Sequim schoolteacher receives national award from PBS

SEQUIM — School’s out for summer, and teacher Tricia Billes of Sequim is starting her vacation with $5,000.

You might think she’s considering a cruise, or Disneyland — but only if you hadn’t heard about Billes’ latest trip.

She went to the University of Maryland at College Park, just outside Washington, D.C., to National History Day with a group of her Sequim Middle School students, just as she does every June.

This time, Billes won the award presented to one history teacher out of the entire nation, the Public Broadcasting System prize for innovative history education.

“I’d heard I was one of the eight finalists, so I knew I had a chance,” Billes said last week.

“I know also that the [finalists] out there are all really good people; all really amazing.”

So at her winning moment June 17, she still thought to herself: “Did they just say my name? I was laughing and crying . . . I mean, wow.”

I mean, wow, could also be a response to Billes’ plans for that $5,000 that comes with the PBS award.

“I’m going to buy computers for my classroom,” she said.

Billes used to have two machines in her room; her students worked them hard to produce documentary videos for their History Day projects.

Many have gone from the local competition to the state and national contests with documentaries edited on those Sequim Middle School computers.

And this June, Sequim students Bill Koenig, Wesley Gilchrist and James Reis made it to nationals at the University of Maryland.

Gilchrist and Reis took sixth place in the country for their project, “Lessons of Failure,” about the Tacoma Narrows Bridge collapse on Nov. 7, 1940, just four months after the suspension bridge was built.

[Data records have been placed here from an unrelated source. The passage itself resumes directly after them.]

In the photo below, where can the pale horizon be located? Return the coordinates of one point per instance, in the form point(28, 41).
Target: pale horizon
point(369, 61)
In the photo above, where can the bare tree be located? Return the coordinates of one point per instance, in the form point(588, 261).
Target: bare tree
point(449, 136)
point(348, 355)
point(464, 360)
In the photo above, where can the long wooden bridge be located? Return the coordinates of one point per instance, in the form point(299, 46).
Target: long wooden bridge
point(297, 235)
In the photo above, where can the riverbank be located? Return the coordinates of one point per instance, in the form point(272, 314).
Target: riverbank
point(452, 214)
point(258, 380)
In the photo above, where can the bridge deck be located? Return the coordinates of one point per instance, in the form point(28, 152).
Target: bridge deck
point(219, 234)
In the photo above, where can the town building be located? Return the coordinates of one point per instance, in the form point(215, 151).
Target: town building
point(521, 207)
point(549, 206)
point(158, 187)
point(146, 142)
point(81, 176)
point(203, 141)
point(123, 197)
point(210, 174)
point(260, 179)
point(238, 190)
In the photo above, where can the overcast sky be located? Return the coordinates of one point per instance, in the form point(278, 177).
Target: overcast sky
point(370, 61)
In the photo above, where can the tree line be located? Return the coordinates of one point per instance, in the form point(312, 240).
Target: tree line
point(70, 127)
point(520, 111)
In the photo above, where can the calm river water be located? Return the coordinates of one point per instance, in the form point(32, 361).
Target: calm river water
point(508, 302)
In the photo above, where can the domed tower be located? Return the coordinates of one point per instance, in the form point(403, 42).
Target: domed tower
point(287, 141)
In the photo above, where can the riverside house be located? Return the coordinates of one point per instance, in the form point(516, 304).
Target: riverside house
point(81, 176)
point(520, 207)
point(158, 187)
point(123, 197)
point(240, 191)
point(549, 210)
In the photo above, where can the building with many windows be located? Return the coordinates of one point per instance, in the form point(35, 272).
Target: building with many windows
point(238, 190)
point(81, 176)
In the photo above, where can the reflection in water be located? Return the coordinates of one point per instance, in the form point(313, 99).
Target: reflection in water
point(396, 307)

Billes bought one of her two classroom computers about five years ago; now both have died after a period of deterioration, which meant torturous waiting for the young users.

She’s looking forward to having new computers, she said, so her students can devote their time to creating projects instead of fighting with technology.

Billes has been winning grants and awards at the local and state level since she got involved with History Day a decade ago.

And her summers have usually been given over to historical travels, to places such as Philadelphia and Berlin, Germany.

Billes is spending this summer closer to home, though, developing curriculum for her eighth-graders and visiting her grown children around the West.

And she’ll celebrate the nation’s birthday in traditional fashion: by getting together with friends and family.

Todd Beuke, the seventh-grade history teacher at Sequim Middle School, is easily as enthused as Billes is about her PBS prize.

“She’s very deserving,” he said.

“Her biggest asset is the amount of energy she puts into her kids,” staying after school and working nights and weekends.

“She always goes way above and beyond.”

And Billes, 56, has always credited her students for her energy.

“I really care about my kids,” she said.